In place of a meeting, you can introduce a new person (family member or friend) to birding. You can choose a good day and a fun route.


Enjoy birding on your own, maintaining the social distancing and guidelines issued by the governor of Utah.

Big Days for May:  (Reports)   (There are a few more on our Facebook Page)
  - Machelle Johnson
  - Lynn Garner
  - Keeli Marvel
  - Suzi Holt
  - Yvonne Carter
  - Tammy Linebaugh Northrup
  - Jeremy Telford


President's Message - June 2020

            by Machelle Johnson
My big day was on Saturday May 9th.  I ended up with 67 species.  I wanted to start at Hope Campground and bird that area but when I got there the road was closed and the gate was locked.  I did see 8 species on Squaw Peak road:  2 Red-tail Hawks 'kiting' above the road, Spotted Towhee, Woodhouse's Scrub Jay, American Robin, Black-headed Grosbeak, Chipping Sparrow, Pine Siskin and Red-breasted Nuthatch. 

Bullock's Oriole 
by Terry Sadler   
 ©Terry Sadler

 I stopped at Nun's Park and picked up an American Dipper, Barn Swallow, Song Sparrow and Gray Catbird.  On my way to Powell lake I saw Turkey Vulture, American Goldfinch, Eurasion Collared Dove, Rock Pigeon and American Kestral.  At Powell Lake I saw American White Pelican, Franklin's Gull, Canada Goose, California Gull, Mallard, Red-winged Blackbird, American Avocet, Killdeer, Black-billed Magpie, Yellow Warbler, American Coot, Cinnamon Teal, Yellow-headed Blackbird, Northern Rough-winged Swallow, White-faced Ibis, Mourning Dove, Yellow-rumped Warbler, European Starling, Western Kingbird, Spotted Sandpiper, Bullocks Oriole, Double-crested Cormorant, Eared Grebe, Wilson's Phalarope, House Sparrow, House Finch; Great-tailed Grackle and  pair of Mexican Ducks, which are now considered a Mallard subspecies, so I didn't count those. I ran into Keeli who said she started the day at the trail at the north end of Utah Lake and got 40 species, so I went there and added Osprey, Black-capped Chickadee, California Quail and Common Raven.  At Lakeshore on 4000 West I added Black-necked Stilt, Redhead, Northern Shoveler, Gadwall, Snowy Egret, Western Meadowlark, Long-billed Dowitcher, Western Sandpiper, Greater Yellowlegs, Pied-billed Grebe and Western Tanager.  I still needed more for my day so I drove out to Goshen and added Swainson's Hawk, White-crowned Sparrow, Golden Eagle, Willet and Brewer's Blackbird.  I ended at Lakeview Parkway and a bit of the Provo Airport Dike road with Sandhill Crane, Tree Swallow and Violet-green Swallow.  I birded from 7am to 3pm and felt like I did more driving than birding.  I shoulda planned that out better.  All in all it was a fun day of solitary birding, giving me a good start to my Big Month in May. 

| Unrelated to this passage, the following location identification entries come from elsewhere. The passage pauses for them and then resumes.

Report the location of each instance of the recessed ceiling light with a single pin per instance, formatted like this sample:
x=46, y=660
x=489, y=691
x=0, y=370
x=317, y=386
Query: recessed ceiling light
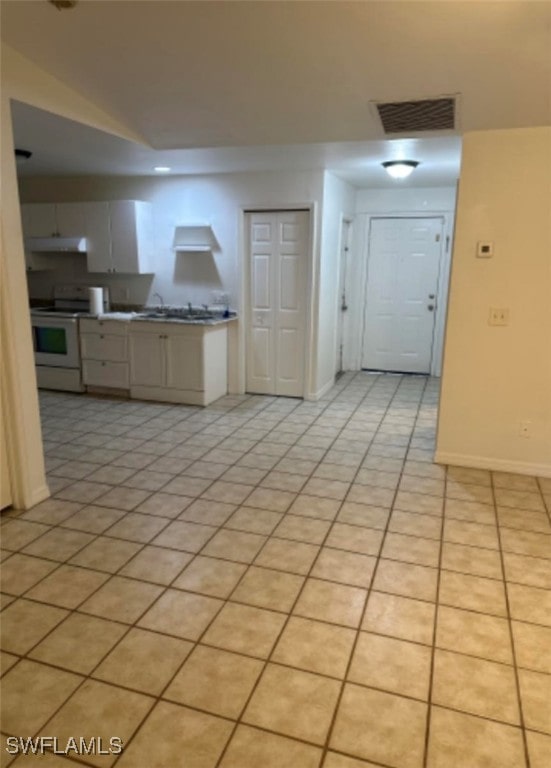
x=400, y=169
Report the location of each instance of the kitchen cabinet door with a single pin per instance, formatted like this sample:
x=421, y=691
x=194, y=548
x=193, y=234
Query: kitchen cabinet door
x=131, y=236
x=70, y=219
x=147, y=359
x=98, y=237
x=184, y=360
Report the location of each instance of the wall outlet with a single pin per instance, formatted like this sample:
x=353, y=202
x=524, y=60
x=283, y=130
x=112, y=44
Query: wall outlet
x=498, y=316
x=119, y=293
x=525, y=429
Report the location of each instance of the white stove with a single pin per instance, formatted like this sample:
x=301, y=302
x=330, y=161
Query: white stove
x=56, y=338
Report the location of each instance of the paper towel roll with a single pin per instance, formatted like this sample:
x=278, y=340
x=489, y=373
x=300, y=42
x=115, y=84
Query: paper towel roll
x=95, y=297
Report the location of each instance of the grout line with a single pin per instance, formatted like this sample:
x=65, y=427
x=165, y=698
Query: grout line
x=339, y=424
x=366, y=602
x=511, y=635
x=434, y=634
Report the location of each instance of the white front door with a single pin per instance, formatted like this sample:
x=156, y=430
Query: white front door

Elephant Bird    (Family: Aepyornithidae)

   by Sora Shirley


My report is about Elephant Birds. I chose elephant birds since I love dinosaurs. Even though they aren’t dinosaurs it is kind of like dinosaurs since they are extinct and we can learn about them from studying their bones. And they are really cool.

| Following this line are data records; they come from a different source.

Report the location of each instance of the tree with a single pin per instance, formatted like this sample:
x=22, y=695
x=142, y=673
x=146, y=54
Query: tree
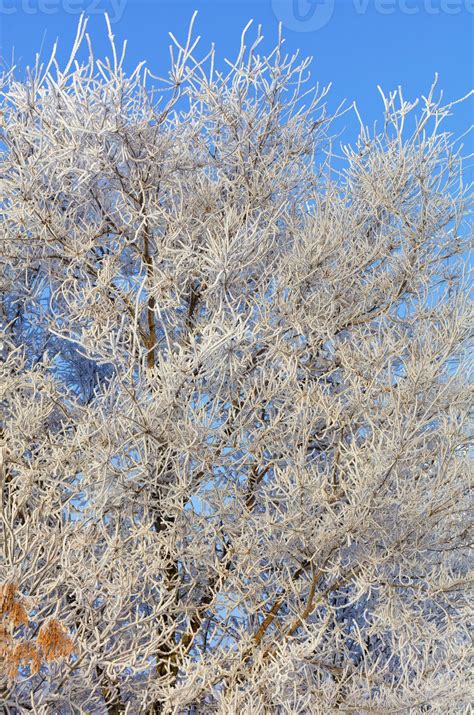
x=235, y=394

They are the world’s largest bird. They lived in Madagascar until they went extinct over 1000 years ago. They probably went extinct for a few reasons like being hunted by humans and habitat loss. They weighed at least 1760 pounds and were about 10 feet tall. They couldn’t fly, just like their closest relatives the Ostrich and Kiwis (it was a Ratite too). They were discovered in the 1800s. Some of the bones that were discovered were broken and had human tool marks on them. Elephant birds were herbivores (that means they eat plants). Their body structure makes it appear that they were most likely nocturnal. Their eggs were about 12 inches tall, 28 inches around and weighed 3 pounds!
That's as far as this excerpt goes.